On the stone slab below it, an epitaph in the local Acholi language: ”Here lie 28 people who were killed on August 19th 1986.” It does not say how.
More than 20 years of civil war between Uganda’s government and Lord’s Resistance Army (LRA) rebels have sent tens of thousands of people to their graves.
Most were massacred by marauding rebels notorious for such atrocities as beating villagers to death, hacking body parts off survivors and fire-bombing thatched huts with their occupants still inside.
Locals say this grave is different.
”This was a massacre by government soldiers,” said Ijeren Lakob (56) as she gazed over the tombstone to a dark row of jagged hills beyond.
Residents said the grave contained the bodies of northerners accused of plotting an uprising against President Yoweri Museveni, whose southern rebels took power in a coup in 1986.
”They rounded up the men then shot them in the head.

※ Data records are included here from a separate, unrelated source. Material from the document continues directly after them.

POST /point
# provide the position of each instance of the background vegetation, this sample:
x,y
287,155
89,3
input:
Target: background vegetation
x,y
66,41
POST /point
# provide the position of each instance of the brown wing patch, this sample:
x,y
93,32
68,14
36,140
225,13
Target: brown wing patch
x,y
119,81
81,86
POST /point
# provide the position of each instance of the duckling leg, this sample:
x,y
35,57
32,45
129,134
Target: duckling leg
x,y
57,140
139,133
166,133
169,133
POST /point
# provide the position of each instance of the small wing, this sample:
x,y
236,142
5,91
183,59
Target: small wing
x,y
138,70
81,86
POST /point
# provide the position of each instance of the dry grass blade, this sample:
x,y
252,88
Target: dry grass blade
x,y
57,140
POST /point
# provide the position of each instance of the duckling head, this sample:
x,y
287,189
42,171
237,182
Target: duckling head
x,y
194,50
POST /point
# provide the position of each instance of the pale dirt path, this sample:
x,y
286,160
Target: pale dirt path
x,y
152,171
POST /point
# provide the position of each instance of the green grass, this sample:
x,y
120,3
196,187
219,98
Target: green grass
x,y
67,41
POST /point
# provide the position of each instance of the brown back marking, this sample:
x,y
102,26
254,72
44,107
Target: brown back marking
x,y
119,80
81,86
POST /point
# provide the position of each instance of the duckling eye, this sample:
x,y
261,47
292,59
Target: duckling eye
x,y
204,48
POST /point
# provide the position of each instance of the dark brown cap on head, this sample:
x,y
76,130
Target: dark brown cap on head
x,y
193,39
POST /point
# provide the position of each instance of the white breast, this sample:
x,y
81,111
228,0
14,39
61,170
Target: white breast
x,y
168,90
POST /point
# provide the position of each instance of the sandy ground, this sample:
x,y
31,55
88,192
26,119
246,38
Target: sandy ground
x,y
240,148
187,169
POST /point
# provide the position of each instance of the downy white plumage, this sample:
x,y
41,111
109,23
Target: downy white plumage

Everyone else ran. We came back after some time, they were skeletons,” Lakob said, adding that villagers gathered up the bones and buried them.
The government and rebels are due to resume talks in south Sudan this month after signing a second part of a multi-stage deal aimed at ending one of Africa’s longest conflicts.
Some think this massacre near what is now Namakora camp was a trigger for a war that uprooted nearly two million people.
”After Namakora, people felt it was better to die fighting than wait to picked up and killed,” said Paul Omach, a northern academic who teaches politics at Kampala’s Makerere university.
‘Why fight us?’
Two decades later, the movement that started as a popular uprising has made civilians its victims, killing thousands.
”[LRA leader Joseph] Kony has murdered many more than the government ever did,” said Namakora camp resident Obadia Obol (75) adding that the LRA killed many members of her own family.
Obol said she remembered the rebels storming her village and spraying bystanders with bullets.
”How can they be defending us when they are killing people and cutting ears off?” she asked. ”If you want to overthrow the government, why fight us?”
Analysts say the reasons are complex.
”They attacked civilians when the government armed them against the LRA as counter-insurgency. [It was] to teach them a lesson,” said Omach.
He added that the LRA felt betrayed when support for their movement waned as people became tired. Horrific acts like mutilating people — an LRA trademark — are partly symbolic.
”’You report us to the government, we cut off your lips so you can’t report. You ride a bicycle, you could be an informant, so we cut off your legs,”’ Omach said.
LRA commanders, four of whom are wanted in the International Criminal Court, shrug off accusations of wanton killing.
”War means killing. You are waging war to kill people,” fugitive LRA deputy commander Vincent Otti told Reuters by satellite phone from his Congolese jungle hideout.
”Government armed people with bows and arrows, so they became our enemies. We only kill those who are fighting us.”
This vociferous denial by the LRA that they attack unarmed civilians, despite much anecdotal evidence, angers activists.
”They always tell you ‘No, it is not true we kill civilians. We are setting them free,” said Father Carlos Rodriguez, a peace campaigner in the north.